Но для большинства художников триеннале пляж и плот сегодня рифмуются не по принципу универсальной метонимии — самой актуальной рифмой к "Плоту "Медузы"" становится кораблекрушение у берегов Лампедузы. Так что даже Ромео Кастеллуччи включает нечитаемые фрагменты золотых газетных заголовков в стерильно белое пространство своей невыносимо эстетской инсталляции на тему Жерико, где от ужасной истории, в какой, словно в эскизе, есть все, что мы знаем теперь о катастрофах XX века — от бюрократической бесчеловечности до каннибализма,— остались лишь 15 мраморных человеческих челюстей и подвешенное в пустоте деревянное весло. И Орлан, всю свою жизнь в искусстве посвятившая радикально-футуристическому преобразованию собственного тела, выступает с неожиданно публицистической видеоинсталляцией, где спасательный жилет служит самым надежным способом усовершенствовать тело, если это тело нелегального мигранта, пустившегося наудачу в опасное плавание. А гигантская фигура работы Михаэля Борреманса, плавающая лицом вниз в фонтане у казино, кажется памятником всем погибшим.

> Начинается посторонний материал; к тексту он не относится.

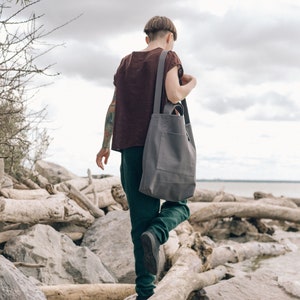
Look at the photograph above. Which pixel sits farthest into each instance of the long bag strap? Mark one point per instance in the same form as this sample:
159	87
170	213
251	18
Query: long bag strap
169	106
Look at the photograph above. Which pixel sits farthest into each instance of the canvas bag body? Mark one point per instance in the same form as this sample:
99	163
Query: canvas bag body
169	158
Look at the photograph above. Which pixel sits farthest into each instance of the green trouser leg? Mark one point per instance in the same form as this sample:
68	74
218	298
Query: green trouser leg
145	213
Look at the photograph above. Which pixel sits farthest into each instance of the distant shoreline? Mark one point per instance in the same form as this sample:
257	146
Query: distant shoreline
248	180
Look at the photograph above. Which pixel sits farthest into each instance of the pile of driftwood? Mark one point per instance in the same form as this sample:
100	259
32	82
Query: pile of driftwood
222	229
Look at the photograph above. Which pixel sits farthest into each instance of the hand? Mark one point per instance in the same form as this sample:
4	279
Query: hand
104	153
187	79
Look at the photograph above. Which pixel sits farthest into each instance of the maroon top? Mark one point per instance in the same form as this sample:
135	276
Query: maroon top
135	87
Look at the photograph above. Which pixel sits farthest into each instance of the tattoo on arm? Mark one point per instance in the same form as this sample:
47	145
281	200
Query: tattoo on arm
109	123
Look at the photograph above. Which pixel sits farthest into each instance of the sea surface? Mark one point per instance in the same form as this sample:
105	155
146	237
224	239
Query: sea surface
290	189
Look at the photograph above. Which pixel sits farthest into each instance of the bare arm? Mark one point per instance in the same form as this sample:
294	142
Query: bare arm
175	91
104	152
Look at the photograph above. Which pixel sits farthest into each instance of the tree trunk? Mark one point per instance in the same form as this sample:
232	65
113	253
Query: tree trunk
88	291
202	212
56	208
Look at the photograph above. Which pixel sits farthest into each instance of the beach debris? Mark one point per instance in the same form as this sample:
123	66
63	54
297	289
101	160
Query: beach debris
76	229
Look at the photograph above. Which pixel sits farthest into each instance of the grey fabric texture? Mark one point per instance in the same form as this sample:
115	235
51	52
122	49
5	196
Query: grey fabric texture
169	157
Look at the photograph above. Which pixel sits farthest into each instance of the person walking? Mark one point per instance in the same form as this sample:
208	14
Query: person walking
126	124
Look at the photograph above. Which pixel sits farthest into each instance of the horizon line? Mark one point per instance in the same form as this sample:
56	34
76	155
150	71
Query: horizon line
250	180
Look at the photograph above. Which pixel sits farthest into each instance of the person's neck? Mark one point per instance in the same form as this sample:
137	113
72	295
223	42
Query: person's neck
156	44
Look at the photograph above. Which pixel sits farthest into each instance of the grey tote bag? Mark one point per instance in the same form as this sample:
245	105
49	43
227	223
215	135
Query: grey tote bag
169	158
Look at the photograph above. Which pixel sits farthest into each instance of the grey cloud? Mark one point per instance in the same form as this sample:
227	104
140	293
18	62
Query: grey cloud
257	48
101	18
269	106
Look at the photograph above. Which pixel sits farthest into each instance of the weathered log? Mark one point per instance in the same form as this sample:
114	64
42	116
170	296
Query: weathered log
38	194
77	196
102	184
278	202
238	252
1	171
88	291
28	265
202	195
93	187
197	256
30	183
119	195
202	212
56	208
104	198
186	283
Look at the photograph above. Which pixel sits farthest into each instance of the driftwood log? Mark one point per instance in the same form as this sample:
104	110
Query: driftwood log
57	208
77	196
15	194
88	291
193	265
202	195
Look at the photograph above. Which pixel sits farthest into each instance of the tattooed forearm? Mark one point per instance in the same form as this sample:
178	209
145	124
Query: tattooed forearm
109	124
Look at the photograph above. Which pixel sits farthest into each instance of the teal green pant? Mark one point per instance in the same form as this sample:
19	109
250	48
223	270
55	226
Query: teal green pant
146	213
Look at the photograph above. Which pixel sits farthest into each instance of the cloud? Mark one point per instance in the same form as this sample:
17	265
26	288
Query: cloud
256	46
269	106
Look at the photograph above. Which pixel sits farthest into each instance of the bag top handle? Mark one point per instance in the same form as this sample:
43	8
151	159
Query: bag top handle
158	88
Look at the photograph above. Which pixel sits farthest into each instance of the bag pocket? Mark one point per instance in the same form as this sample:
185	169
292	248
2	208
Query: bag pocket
176	154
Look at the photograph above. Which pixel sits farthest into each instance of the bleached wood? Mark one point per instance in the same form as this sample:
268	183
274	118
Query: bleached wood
57	208
88	291
202	212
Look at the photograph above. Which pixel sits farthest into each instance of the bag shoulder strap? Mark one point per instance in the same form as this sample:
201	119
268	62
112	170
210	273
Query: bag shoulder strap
159	82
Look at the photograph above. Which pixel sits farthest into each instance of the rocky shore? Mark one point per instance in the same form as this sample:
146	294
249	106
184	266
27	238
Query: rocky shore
68	237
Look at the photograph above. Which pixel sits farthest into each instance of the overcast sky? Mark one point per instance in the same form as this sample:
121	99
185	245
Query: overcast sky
245	110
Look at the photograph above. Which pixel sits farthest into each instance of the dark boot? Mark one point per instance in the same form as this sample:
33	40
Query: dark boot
150	245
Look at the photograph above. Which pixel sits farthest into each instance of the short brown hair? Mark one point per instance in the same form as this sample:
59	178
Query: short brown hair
159	24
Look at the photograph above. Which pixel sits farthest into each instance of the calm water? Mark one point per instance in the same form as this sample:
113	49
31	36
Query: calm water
247	188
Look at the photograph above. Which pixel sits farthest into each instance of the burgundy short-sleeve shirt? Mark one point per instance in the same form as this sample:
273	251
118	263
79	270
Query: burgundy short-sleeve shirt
135	86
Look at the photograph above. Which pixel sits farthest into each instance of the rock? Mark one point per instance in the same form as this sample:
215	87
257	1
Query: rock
14	284
53	172
109	238
64	261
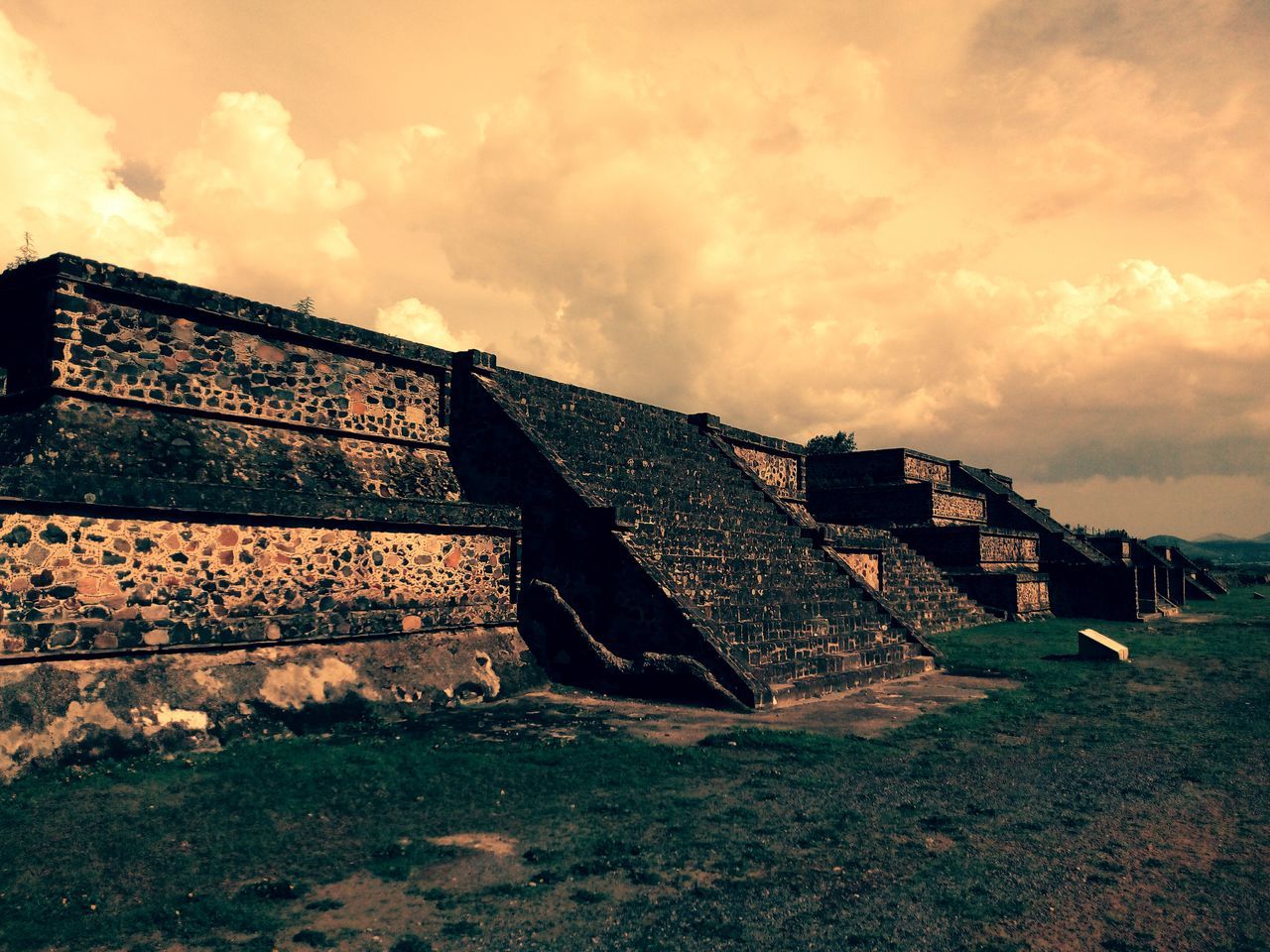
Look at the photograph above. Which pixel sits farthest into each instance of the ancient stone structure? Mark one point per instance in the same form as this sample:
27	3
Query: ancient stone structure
214	512
187	475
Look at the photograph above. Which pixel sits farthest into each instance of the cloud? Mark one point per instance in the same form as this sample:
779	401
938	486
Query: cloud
60	177
270	212
858	216
414	320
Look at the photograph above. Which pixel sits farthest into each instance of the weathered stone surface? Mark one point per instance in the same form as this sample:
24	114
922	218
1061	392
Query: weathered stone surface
128	583
1096	647
59	711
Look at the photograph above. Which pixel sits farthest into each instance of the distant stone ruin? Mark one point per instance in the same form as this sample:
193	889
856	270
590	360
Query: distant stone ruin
216	513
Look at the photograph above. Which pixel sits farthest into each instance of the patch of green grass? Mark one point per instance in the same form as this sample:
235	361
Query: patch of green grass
969	828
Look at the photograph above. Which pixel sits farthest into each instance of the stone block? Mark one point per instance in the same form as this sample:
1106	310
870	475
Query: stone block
1096	647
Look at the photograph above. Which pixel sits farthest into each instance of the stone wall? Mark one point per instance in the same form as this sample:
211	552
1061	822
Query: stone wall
867	566
778	462
921	468
779	471
145	354
956	508
70	710
214	507
85	584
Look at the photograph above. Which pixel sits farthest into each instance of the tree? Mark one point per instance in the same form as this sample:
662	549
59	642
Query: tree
838	443
26	253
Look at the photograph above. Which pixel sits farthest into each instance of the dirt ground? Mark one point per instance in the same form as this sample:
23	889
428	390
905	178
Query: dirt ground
864	712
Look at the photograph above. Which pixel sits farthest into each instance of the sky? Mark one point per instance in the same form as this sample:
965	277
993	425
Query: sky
1026	235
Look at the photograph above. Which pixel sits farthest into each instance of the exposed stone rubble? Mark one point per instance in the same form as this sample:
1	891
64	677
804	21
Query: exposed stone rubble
218	516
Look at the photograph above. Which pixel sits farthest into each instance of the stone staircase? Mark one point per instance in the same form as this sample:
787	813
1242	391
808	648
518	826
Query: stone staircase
912	583
781	608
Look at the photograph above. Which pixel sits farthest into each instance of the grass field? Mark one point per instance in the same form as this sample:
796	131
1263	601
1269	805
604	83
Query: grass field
1095	806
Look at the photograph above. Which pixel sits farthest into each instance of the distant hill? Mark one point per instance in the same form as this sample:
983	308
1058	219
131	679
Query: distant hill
1220	548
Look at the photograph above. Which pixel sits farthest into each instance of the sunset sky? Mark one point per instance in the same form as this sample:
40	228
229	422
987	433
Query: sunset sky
1033	236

В этом контексте особенно сильно звучат две старые видеоработы Адриана Пачи и Аслана Гайсумова. "Центр временного пребывания" Пачи, где на ступени трапа отсутствующего в поле зрения самолета взбирается плотная толпа потенциальных мигрантов, сделан еще в 2007-м — задолго до нынешнего миграционного кризиса. "Волга" Гайсумова, где в крохотный автомобиль, стоящий среди чистого чеченского поля, невероятным образом набиваются два десятка людей, напоминает разом и о трагедии сталинской депортации чеченцев, и о сегодняшних беженцах. Это, собственно, и есть лучшее приношение Теодору Жерико, вместе с "Плотом "Медузы"" впустившего волну современности в искусство.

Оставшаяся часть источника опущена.